Par La Rédaction | Lementor.net
Ce vendredi 14 août 2026, les Forces armées de Côte d’Ivoire inhumaient au cimetière de Williamsville à Abidjan-Adjamé le Général de Division Dem Aly Justin, Chef d’État-Major Général des Armées Adjoint décédé le 31 juillet à Abidjan des suites d’un malaise. Deux semaines d’obsèques nationales étalées avec le protocole que mérite le rang du défunt. Une institution militaire qui dit adieu à son numéro deux dans la dignité et la solennité que ses fonctions commandaient.
Le programme des obsèques avait été communiqué par l’État-Major Général des Armées le 9 août. Les cérémonies avaient débuté le dimanche 9 août. Le mercredi 12 août, une cérémonie d’hommage s’était tenue à l’Hôtel des Armées au camp Gallieni au Plateau, rassemblant les officiers supérieurs, les responsables politiques et les personnalités civiles venues saluer la mémoire de l’officier général. Le jeudi 13 août, la levée du corps avait eu lieu à Ivosep à Treichville, suivie d’un piquet d’honneur à l’État-Major Général des Armées. Ce vendredi 14 août, une cérémonie d’honneur militaire précédait l’inhumation à Williamsville. Le dimanche 16 août, une messe d’action de grâce sera célébrée à la paroisse Sainte Thérèse de Marcory pour ceux qui souhaitent lui rendre un dernier hommage religieux. Une cérémonie de sacrifice musulman dite petits sacrifices avait également été prévue ce vendredi à la Grande Mosquée de la Riviera Golf, témoignant de la double appartenance religieuse d’un homme que son institution entendait honorer dans toutes ses dimensions.

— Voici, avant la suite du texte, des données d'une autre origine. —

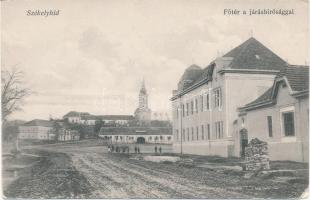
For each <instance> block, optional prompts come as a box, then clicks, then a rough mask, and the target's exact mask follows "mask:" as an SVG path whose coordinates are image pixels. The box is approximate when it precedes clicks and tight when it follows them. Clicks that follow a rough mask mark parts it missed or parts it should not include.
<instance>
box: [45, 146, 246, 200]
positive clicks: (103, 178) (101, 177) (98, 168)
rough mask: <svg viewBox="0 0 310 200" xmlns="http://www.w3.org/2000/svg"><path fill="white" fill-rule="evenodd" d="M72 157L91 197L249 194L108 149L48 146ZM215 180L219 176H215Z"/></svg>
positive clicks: (233, 195) (214, 177)
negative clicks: (90, 189)
mask: <svg viewBox="0 0 310 200" xmlns="http://www.w3.org/2000/svg"><path fill="white" fill-rule="evenodd" d="M44 149H46V150H51V151H59V152H62V153H67V154H68V155H70V156H71V159H72V162H73V166H74V167H75V168H76V169H77V170H78V171H79V172H80V173H81V174H83V175H84V176H85V177H86V179H87V180H88V181H89V183H90V185H91V186H92V188H93V190H92V192H91V195H90V196H89V198H227V197H229V198H246V197H250V196H248V195H245V194H242V193H239V192H234V191H228V190H226V189H223V188H221V187H218V186H217V185H214V186H212V185H208V184H206V183H205V181H204V180H203V179H201V178H199V179H197V180H194V179H193V178H194V177H192V179H189V177H188V175H189V174H186V172H187V171H188V170H190V169H186V168H185V169H184V170H182V169H181V170H180V169H175V168H174V165H169V164H160V163H152V162H147V161H141V160H136V159H130V158H129V156H128V155H126V154H109V153H108V151H107V148H106V147H103V146H95V147H87V146H85V147H81V146H79V148H76V146H75V145H66V146H57V147H56V148H55V146H50V147H48V146H47V147H44ZM214 178H215V179H216V178H217V177H214Z"/></svg>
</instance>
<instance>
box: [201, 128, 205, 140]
mask: <svg viewBox="0 0 310 200" xmlns="http://www.w3.org/2000/svg"><path fill="white" fill-rule="evenodd" d="M204 139H205V130H204V126H203V125H201V140H204Z"/></svg>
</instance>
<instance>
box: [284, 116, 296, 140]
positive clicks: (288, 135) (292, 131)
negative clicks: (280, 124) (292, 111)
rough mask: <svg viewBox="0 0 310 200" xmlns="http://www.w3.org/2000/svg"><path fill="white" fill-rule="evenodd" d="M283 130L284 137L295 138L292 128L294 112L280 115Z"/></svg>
mask: <svg viewBox="0 0 310 200" xmlns="http://www.w3.org/2000/svg"><path fill="white" fill-rule="evenodd" d="M282 116H283V117H282V118H283V128H284V135H285V136H295V128H294V112H286V113H283V114H282Z"/></svg>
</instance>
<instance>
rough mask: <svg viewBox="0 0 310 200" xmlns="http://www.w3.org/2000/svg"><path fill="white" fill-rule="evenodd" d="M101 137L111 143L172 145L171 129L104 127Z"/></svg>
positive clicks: (163, 128) (100, 129)
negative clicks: (168, 144) (147, 143)
mask: <svg viewBox="0 0 310 200" xmlns="http://www.w3.org/2000/svg"><path fill="white" fill-rule="evenodd" d="M99 137H101V138H102V139H104V140H106V141H108V142H111V143H139V144H144V143H149V144H172V132H171V128H170V127H102V128H101V129H100V133H99Z"/></svg>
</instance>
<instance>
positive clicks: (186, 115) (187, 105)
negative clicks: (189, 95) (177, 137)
mask: <svg viewBox="0 0 310 200" xmlns="http://www.w3.org/2000/svg"><path fill="white" fill-rule="evenodd" d="M188 110H189V104H188V103H186V116H188Z"/></svg>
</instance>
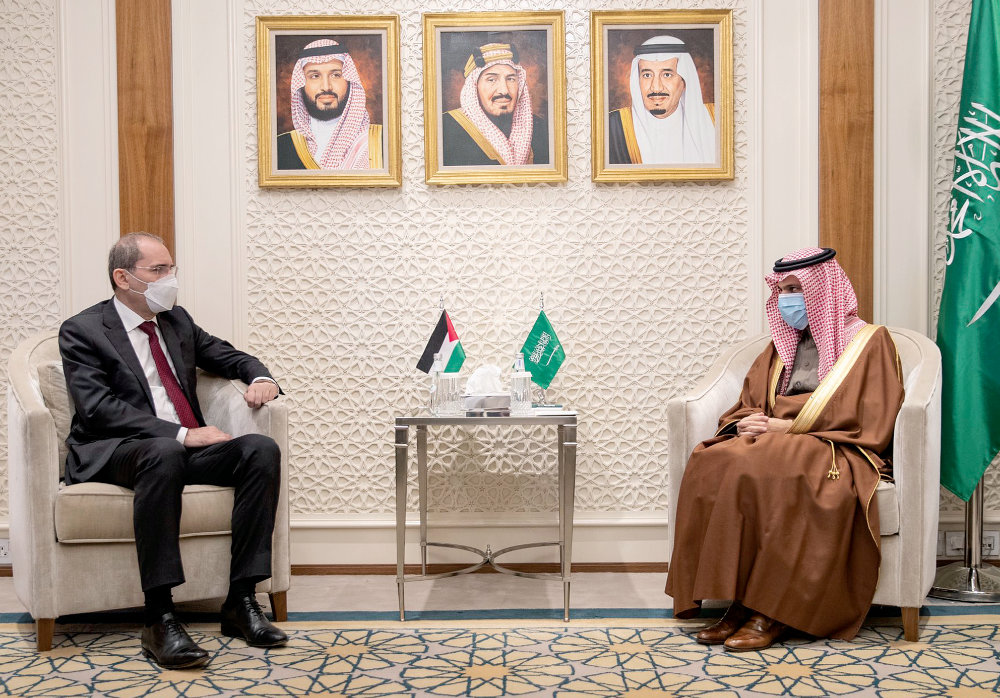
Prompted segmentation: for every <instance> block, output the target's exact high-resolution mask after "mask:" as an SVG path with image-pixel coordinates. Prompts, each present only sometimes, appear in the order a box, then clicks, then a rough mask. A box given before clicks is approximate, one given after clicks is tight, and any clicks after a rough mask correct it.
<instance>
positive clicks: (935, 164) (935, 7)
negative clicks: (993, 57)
mask: <svg viewBox="0 0 1000 698" xmlns="http://www.w3.org/2000/svg"><path fill="white" fill-rule="evenodd" d="M971 10H972V0H935V3H934V53H933V60H932V62H931V65H932V70H933V78H934V86H933V89H932V90H931V94H932V95H933V96H934V97H933V104H932V108H933V114H932V122H931V125H932V131H931V134H932V138H933V141H932V147H933V151H932V152H933V157H934V160H933V166H932V169H931V176H932V177H933V185H934V189H933V202H934V218H933V222H934V225H933V231H934V239H933V245H934V247H933V262H934V266H933V272H934V277H933V287H932V296H931V298H932V301H931V307H932V309H933V311H932V312H933V323H932V326H933V327H934V328H936V327H937V309H938V304H939V303H940V300H941V289H942V288H943V286H944V273H945V263H944V260H945V254H946V253H945V241H946V239H947V236H946V231H947V230H948V205H949V202H950V200H951V199H950V192H951V178H952V166H953V165H954V162H955V156H954V152H955V133H956V128H957V127H958V103H959V99H960V97H961V96H962V71H963V69H964V66H965V44H966V41H967V38H968V32H969V15H970V13H971ZM935 331H936V330H935ZM932 336H933V334H932ZM984 496H985V504H984V511H985V513H986V516H988V517H992V516H997V515H1000V467H998V461H997V460H994V461H993V464H992V465H991V466H990V468H989V470H987V471H986V479H985V483H984ZM964 512H965V504H964V503H963V502H962V501H960V500H959V499H958V498H957V497H955V496H954V495H952V494H951V493H950V492H947V491H945V490H942V494H941V513H942V514H962V513H964Z"/></svg>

Ce protocole étalé sur six jours dit le rang que les FACI accordent à leurs officiers généraux et la solennité qu’elles entendent donner à leurs départs. Un Chef d’État-Major Général Adjoint est le deuxième personnage de la hiérarchie militaire ivoirienne. Sa mort soudaine le 31 juillet à la Polyclinique Farah d’Abidjan, des suites d’un malaise, avait frappé une institution déjà éprouvée par la perte d’un militaire de l’Armée de l’air lors d’un exercice de saut en parachute à Yamoussoukro quelques jours plus tôt. Et deux semaines après, le colonel Karim Traoré, commandant de la Section de recherches de la gendarmerie de Daloa, s’éteignait lui aussi après un malaise cardiaque survenu lors d’une séance de sport. Trois officiers en moins de trois semaines. Un deuil répété qui dit la fragilité humaine derrière les uniformes et les galons.
Le Général Dem Aly Justin occupait depuis plusieurs années les fonctions de Chef d’État-Major Adjoint après avoir été Chef d’État-Major de l’Armée de terre. En plus de ces responsabilités opérationnelles, il présidait depuis plusieurs années avec rigueur et engagement le comité d’organisation du défilé militaire du 7 août. Cette année encore, il avait préparé le défilé de Yopougon qui s’est tenu le 7 août 2026, quelques jours après sa mort. Le défilé qu’il avait organisé s’est donc tenu sans lui. Les 5 423 éléments des Forces de défense et de sécurité qui avaient défilé sur le boulevard de la Solidarité sous le regard du président Ouattara, les blindés VN22B, les missiles Kornet-E, les fusils anti-drone NEROD RF qu’il avait contribué à mettre en scène : tout cela était son œuvre. Son dernier service rendu à l’institution qu’il avait servie jusqu’à son dernier souffle.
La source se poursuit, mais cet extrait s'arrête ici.